The winners will receive an attractive package of prizes, including: A money prize of tens of thousands of shekels, professional guidance from Poalim Hi-Tech, an advertising campaign on the Calcalist website, and one quarter’s worth of rent at Mindspace.
Startup+ judges Adi Gozes (from right), Tzahi Cohen and Yael Elad. Photo: Courtesy
In an interview with Calcalist, Tomer Notkin, Poalim Hi-Tech Business Center Manager, explained why the competition is focused on early-stage companies. “It is very important that there will be young companies that will continue what is happening today. We want to offer a set of tools of the highest level so that the young entrepreneurs will have all the capabilities to grow and deal with big companies. I’m not sure that at the moment everyone has an equal opportunity. The likes of Amazon have departments that can create innovation, as do many of the big Israeli tech companies who have capabilities in the software sector. The result is that there are fewer new companies being founded.”
Are you concerned about the lack of new companies?
“We think that there is an opportunity to increase the integration of different people in the tech sector. We are seeing many funds investing bigger checks in fewer companies. Innovation always grows from the bottom and we need to make sure that young companies aren’t being hurt by the giant companies. We need to ensure that a small entrepreneur will also receive mentoring, advising and any required support.

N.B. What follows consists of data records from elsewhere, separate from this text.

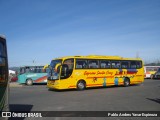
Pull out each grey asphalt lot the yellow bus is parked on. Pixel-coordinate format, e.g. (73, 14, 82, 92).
(10, 79, 160, 120)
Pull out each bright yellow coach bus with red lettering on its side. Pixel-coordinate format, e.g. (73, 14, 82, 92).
(47, 55, 144, 90)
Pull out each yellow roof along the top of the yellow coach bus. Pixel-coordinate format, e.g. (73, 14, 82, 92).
(53, 55, 142, 60)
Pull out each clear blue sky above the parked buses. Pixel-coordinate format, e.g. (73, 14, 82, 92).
(0, 0, 160, 66)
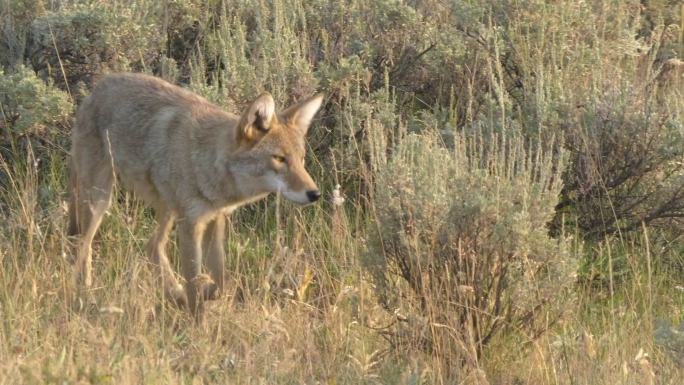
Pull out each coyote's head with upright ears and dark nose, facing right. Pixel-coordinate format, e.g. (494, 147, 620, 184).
(229, 93, 323, 204)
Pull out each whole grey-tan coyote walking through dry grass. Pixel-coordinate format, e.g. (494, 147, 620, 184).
(68, 74, 323, 317)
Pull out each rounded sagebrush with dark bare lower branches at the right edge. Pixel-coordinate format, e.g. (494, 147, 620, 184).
(556, 80, 684, 238)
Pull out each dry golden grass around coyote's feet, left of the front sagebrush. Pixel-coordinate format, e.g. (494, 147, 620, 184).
(0, 148, 400, 384)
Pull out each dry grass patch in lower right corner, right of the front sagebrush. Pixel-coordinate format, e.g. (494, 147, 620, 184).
(492, 238, 684, 384)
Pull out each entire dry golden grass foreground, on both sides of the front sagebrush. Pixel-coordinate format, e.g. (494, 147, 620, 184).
(0, 133, 684, 385)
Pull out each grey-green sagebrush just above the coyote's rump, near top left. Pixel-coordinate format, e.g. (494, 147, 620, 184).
(27, 4, 162, 96)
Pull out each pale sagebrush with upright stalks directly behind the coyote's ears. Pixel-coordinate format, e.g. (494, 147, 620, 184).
(190, 1, 317, 109)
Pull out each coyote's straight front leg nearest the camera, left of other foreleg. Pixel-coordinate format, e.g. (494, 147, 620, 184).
(178, 218, 214, 320)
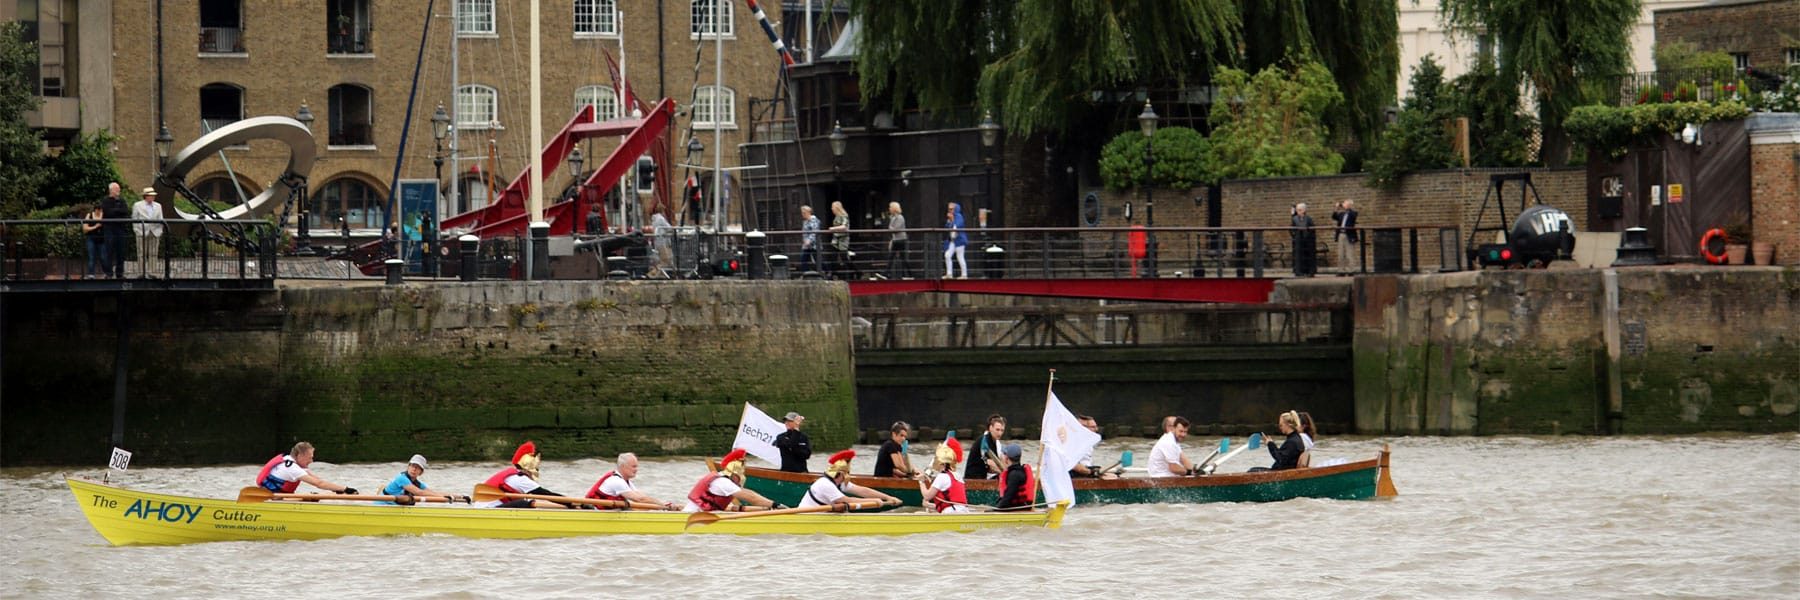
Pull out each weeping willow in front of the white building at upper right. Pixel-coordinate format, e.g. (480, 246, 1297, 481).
(1438, 0, 1640, 166)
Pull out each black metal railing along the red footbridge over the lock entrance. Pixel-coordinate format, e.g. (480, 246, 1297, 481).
(671, 225, 1463, 279)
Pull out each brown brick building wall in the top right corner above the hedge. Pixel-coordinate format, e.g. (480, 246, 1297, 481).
(1656, 0, 1800, 70)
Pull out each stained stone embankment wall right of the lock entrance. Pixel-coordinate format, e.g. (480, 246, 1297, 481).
(1352, 267, 1800, 434)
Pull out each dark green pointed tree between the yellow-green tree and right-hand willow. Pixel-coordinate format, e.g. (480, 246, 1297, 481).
(1363, 54, 1456, 187)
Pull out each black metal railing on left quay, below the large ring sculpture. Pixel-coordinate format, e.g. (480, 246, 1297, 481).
(0, 218, 281, 288)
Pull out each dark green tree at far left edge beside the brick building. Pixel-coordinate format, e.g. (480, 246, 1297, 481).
(0, 22, 43, 218)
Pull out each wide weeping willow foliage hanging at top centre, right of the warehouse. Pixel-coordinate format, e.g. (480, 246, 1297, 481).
(851, 0, 1399, 145)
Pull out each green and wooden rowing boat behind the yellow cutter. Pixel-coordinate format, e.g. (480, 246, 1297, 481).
(743, 445, 1399, 506)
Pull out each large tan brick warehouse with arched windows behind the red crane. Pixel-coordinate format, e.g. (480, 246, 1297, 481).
(10, 0, 781, 237)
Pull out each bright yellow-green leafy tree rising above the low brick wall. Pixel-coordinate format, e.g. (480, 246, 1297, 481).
(1204, 61, 1345, 180)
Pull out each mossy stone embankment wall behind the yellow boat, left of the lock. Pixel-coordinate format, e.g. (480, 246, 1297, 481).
(0, 281, 857, 465)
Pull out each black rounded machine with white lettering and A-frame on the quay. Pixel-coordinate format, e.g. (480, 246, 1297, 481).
(1467, 173, 1575, 268)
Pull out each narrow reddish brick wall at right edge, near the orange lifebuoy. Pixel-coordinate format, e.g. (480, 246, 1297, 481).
(1750, 140, 1800, 265)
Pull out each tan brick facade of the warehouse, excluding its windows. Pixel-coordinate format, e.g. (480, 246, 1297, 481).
(94, 0, 781, 224)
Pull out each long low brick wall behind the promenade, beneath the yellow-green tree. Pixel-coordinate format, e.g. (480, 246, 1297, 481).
(1102, 168, 1588, 267)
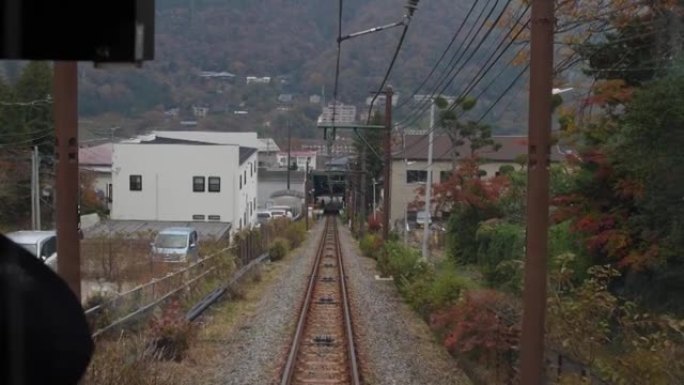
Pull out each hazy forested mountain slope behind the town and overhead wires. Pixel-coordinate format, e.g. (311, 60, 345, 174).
(72, 0, 526, 136)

“We are seeing fewer new early-stage companies. This isn’t a new process, but something that has been ongoing for years and has been accelerated by Covid. It is easy to support companies that have data and clear figures. It is far more difficult for entrepreneurs when they don’t have figures and data. All of this results in the cycle of companies being disrupted and I want to help to prevent that. I want to see that programmers graduating from the Technion can found the company that they dreamed of and set up a unicorn, rather than just go and work for an existing company. Young entrepreneurs need mentoring on how to talk to investors, how to be focused, how to come up with a business model, to understand how a product works, how to manage growth and how to manage partnerships.”
Tomer Notkin, Poalim Hi-Tech Business Center Manager. Photo: Courtesy
Do you see any diversity in the companies coming to you?
“We are seeing less deep tech and a lot of cloud solutions that are more about quick software solutions. We are seeing fewer funds operating in the deep tech world. We want to help as much as we can and keep an open mind on how the time to maturation can be shortened. We love companies that have slightly deeper technology, as well as companies that have new and competing technology.”
How do you see the hi-tech credit market?
“The debt market for hi-tech companies has become very competitive. Even the big companies are raising funds with equity and there is a drop in demand for debt. The software world wants to save the debt for a rainy day, but companies are overflowing with cash and I assume they will only raise debt if they want to make acquisitions. There aren’t that many finance managers that have taken companies public and worked in tech and it is very important to provide mentoring for companies so they know how to take debt at the right time and not when the company isn’t ready for it. In many cases, companies that aren’t deemed to be ready won’t receive credit. Credit can be disastrous if it is used in the wrong way. If we are talking about an entrepreneur who already knows how to work and has clients, then it would be right to take debt at a ratio suited for the company’s current and future income.”